This week I’ll be taking the boat to the airport to leave Sierra Leone, three months to the day since I arrived.

I remember the apprehension I felt when I first came in on that boat, mainly at the enormity of the task and the scale of the crisis.

In October last year we were preparing ourselves for the possibility that 1.4 million people would be infected with Ebola by the end of the year if we didn’t massively step up our efforts. 

As of 25 January WHO figures show 21,724 reported cases of Ebola in the outbreak, with 8,641 deaths and the graphs finally seem to be flattening out, showing fewer cases per day.  It’s still too many lives needlessly lost, but thankfully not our worst case scenario. 

At last, districts in Sierra Leone are crossing the ‘Ebola free’ threshold, having passed 42 days without a new case.  While we can’t be complacent, we can see that it is possible to effectively stop the spread of this appalling disease, and we know what it takes to do it. 

I feel a sense of relief that we were able to prevent the worst and our optimism albeit small is allowed to grow a little every day, as the number of cases falls.

So many people have made an extraordinary effort to get us to this point: the local health workers who selflessly stepped up to care for the sick and dying, 221 of whom here in Sierra Leone lost their lives to Ebola; the brave men and women who volunteered to join burial teams and dig graves, every day facing the strain of grieving families; and the people across the UK who generously donated to CAFOD and the Disasters and Emergency Committee (DEC) appeals

In some ways, I find it hard to reflect on my time here, because I found, like so many others, the only way to deal with things was to roll up my sleeves and get on with the job. There were moments when despite that, the gravity and terrible sadness of what we were doing crept into some of the essential practical tasks that we needed to carry out.
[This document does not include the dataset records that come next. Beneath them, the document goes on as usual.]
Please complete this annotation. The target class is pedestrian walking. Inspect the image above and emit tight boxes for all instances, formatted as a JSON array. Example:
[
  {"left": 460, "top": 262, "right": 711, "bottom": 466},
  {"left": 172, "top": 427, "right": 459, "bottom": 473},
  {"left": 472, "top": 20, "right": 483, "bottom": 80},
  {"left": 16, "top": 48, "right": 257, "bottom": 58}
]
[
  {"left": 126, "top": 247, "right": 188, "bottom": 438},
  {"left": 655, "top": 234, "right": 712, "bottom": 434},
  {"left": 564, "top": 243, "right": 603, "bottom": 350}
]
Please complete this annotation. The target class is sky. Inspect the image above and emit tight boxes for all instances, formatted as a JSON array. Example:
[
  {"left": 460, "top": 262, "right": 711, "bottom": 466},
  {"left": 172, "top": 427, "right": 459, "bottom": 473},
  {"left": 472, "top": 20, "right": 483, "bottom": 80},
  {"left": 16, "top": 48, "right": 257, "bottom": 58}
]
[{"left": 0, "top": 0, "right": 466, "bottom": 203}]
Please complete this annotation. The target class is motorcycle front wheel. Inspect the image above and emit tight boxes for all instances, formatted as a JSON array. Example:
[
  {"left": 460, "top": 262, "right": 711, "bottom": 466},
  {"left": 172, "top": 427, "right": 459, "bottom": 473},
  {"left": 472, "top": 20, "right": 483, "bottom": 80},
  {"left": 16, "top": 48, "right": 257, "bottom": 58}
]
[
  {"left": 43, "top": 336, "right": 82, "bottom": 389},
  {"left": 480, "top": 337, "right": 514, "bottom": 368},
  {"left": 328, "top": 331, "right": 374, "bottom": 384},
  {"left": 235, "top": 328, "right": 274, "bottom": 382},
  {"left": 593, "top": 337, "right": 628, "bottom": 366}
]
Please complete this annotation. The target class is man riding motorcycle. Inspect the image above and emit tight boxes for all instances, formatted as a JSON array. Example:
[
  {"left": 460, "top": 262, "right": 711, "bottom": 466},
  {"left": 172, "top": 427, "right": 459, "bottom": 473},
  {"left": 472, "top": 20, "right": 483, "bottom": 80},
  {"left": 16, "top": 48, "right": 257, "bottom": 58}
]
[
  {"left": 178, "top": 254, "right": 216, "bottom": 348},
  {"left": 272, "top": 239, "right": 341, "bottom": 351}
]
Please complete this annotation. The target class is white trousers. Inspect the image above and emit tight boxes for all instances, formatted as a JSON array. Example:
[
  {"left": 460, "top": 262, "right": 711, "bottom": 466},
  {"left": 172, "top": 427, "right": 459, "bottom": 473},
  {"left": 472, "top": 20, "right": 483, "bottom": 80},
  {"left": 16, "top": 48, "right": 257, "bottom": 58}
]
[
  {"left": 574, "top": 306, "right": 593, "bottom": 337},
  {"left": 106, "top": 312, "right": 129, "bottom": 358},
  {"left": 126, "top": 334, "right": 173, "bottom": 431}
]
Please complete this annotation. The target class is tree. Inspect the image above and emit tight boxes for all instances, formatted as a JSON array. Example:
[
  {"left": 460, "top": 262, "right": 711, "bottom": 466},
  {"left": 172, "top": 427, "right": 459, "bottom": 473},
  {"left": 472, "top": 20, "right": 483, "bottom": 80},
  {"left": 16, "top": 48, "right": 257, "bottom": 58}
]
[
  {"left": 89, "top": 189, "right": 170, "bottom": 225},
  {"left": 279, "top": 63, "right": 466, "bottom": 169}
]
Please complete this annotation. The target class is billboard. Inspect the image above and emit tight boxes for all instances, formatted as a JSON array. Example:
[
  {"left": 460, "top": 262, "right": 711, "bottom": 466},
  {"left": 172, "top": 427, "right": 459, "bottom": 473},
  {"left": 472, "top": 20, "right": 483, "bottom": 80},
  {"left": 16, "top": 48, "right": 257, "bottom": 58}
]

I remember my visit to one of our grave digging teams to learn how to plot cemeteries, I was keen to see how we could map out the space as effectively as possible.

 

Inspecting the strings and sticks criss-crossing the field, I scribbled notes about dimensions and time taken to dig six feet into the stony ground.  As I asked why some rectangles were bigger than others, I felt a terrible pang as I realised that I was standing on a patch of grass that would soon become a child’s grave, and that there were twenty more such spaces stretched out in front of me. 

When inspecting grave markers to check for vital information and legibility of the handwriting, and taking a picture for the record, I paused and really registered what I was taking a photo of - the grave of Morlai - a baby girl who had died last October aged eleven months. When I return home, I will be able to touch people again – it’s something you miss here: no handshakes, no hugs, and no squeezes of affection that go such a long way to make you feel connected.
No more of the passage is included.